The delicious-sounding “SAMOSA” stands for “Strengthening Agency Management and Oversight of Software Assets.” If passed, the bill will require each agency’s chief information officer to provide software assessments that include:
- An inventory of “the largest software entitlements of the agency,” separated by provider and category
- Entitlement data, like fees or additional costs for the use of cloud services “not included in the initial costs of the contract agreements or arrangement”
- A list of provisions that restrict software use, like data access and cloud providers
The bill also requires agencies to develop a plan to consolidate licenses and adopt enterprise license agreements to reduce costs.
Expense expanse. Each year, the federal government spends more than $100 billion on IT and cyber-related investments, according to the US Government Accountability Office (GAO). The GAO also noted in its January 2024 report that the most widely used and most expensive software used could not be determined across the 24 agencies due to inconsistent, incomplete license data. “For example, multiple software products within license agreements were not separately priced,” the GAO said in its January study offering agency recommendations.
“The US Government is the largest single software customer in the world. Our Federal Government spends billions of taxpayer dollars every year on software licenses alone. Most of these software license purchases are purposeful, but some are redundant, duplicative, and simply unnecessary,” US Representative and bill sponsor Matt Cartwright said, according to the Dec. 4 Congressional record.
The MEGABYTE Act, signed into law in 2016, directed agencies to maintain software-license inventories. SAMOSA builds on the MEGABYTE Act’s success, Cartwright said, by “requiring independent assessment of software license management practices and contracts,” and by pushing the software-tracking CIOs to improve negotiating power with vendors.

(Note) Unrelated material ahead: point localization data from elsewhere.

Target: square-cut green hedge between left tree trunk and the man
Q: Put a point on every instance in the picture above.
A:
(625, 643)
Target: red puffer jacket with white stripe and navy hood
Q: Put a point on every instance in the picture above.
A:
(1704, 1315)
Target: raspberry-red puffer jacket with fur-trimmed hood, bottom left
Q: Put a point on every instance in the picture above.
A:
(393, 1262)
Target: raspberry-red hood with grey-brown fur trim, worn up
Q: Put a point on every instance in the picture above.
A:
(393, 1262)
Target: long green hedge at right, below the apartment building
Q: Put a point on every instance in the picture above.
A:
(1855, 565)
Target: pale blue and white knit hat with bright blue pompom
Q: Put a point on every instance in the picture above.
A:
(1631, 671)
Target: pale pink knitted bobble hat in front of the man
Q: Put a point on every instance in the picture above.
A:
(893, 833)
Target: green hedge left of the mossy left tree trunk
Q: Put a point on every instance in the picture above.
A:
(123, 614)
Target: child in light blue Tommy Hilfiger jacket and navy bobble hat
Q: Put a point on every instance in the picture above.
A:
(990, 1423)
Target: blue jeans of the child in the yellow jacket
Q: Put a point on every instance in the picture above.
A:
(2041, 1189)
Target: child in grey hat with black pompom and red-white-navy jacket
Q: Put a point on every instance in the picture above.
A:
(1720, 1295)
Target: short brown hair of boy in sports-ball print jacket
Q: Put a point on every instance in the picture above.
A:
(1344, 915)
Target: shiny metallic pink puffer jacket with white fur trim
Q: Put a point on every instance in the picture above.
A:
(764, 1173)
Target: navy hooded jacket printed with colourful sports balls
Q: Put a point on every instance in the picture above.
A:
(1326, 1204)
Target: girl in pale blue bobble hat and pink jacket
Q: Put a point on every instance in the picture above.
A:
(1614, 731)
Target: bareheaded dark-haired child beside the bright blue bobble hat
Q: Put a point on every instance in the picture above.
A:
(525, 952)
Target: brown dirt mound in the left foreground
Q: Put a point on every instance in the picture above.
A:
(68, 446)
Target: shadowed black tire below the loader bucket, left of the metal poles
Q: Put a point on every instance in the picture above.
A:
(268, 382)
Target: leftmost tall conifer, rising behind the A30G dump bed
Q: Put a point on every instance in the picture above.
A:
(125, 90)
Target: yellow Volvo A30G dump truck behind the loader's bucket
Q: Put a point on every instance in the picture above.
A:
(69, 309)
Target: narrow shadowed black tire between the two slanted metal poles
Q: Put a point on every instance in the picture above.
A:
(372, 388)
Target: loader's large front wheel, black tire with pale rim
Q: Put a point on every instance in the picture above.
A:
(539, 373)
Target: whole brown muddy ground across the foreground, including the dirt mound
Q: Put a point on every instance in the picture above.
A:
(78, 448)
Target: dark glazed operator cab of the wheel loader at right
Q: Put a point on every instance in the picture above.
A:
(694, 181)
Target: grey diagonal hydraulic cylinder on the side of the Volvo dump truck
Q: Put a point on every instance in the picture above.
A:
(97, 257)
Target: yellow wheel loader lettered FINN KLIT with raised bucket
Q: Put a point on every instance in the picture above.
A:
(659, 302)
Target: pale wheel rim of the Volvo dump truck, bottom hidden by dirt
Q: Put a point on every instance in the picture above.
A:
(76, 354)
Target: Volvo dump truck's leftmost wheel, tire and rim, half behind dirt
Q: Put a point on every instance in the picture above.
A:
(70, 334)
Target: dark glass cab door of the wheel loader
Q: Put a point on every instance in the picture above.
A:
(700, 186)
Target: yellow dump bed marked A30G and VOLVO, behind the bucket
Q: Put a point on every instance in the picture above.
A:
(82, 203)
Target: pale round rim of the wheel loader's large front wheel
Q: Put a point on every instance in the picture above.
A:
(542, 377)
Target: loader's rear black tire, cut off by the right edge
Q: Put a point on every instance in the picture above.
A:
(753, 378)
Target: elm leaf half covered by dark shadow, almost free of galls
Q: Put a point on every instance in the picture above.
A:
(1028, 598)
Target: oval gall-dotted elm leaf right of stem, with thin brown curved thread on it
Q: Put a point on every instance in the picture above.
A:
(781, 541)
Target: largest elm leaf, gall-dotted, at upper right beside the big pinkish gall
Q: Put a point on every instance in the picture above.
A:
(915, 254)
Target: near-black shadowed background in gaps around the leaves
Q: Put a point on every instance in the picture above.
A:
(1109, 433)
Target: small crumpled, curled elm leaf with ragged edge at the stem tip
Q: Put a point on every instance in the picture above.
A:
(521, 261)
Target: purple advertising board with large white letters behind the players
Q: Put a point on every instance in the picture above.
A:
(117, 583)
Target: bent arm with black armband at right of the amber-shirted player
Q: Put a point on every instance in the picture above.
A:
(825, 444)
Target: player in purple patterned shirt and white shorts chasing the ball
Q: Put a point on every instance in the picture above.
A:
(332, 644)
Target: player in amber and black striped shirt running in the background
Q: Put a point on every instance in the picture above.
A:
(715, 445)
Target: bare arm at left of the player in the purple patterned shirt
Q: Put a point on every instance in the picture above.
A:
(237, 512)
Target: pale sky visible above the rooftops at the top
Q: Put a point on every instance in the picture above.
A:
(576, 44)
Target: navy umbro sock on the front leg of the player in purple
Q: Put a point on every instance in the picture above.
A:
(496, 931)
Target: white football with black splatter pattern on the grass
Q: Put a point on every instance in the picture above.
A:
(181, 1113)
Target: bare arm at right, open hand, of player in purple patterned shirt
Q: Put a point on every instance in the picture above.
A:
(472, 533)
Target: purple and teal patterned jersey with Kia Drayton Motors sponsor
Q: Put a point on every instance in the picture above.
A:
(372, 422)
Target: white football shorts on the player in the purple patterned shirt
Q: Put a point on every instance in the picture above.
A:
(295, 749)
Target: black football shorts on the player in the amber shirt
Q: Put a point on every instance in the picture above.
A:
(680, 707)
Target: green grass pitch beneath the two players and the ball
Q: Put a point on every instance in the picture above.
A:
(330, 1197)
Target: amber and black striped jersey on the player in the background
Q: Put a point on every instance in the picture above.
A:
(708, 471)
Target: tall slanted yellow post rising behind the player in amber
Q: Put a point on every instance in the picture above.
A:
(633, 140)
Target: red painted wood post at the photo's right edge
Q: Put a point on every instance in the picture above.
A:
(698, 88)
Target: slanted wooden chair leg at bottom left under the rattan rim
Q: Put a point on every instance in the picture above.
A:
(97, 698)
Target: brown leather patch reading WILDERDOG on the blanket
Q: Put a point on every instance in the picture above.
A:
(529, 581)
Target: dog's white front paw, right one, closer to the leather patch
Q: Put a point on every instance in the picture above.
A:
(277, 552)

“This common sense bill would reduce waste, strengthen cybersecurity, and modernize government operations,” he said.
The Senate Committee on Homeland Security said the SAMOSA bill could save taxpayers up to $5 billion a year, Maryland Congressman Jamie Raskin noted in the Dec. 4 Congressional session.
Us, too. In its 2024 IT asset management report, cloud-management company Flexera found that 41% of 503 global IT professionals surveyed said “wasted SaaS increased over the past year.” Organizations estimated their wasted SaaS spend to be between 20% and 31%.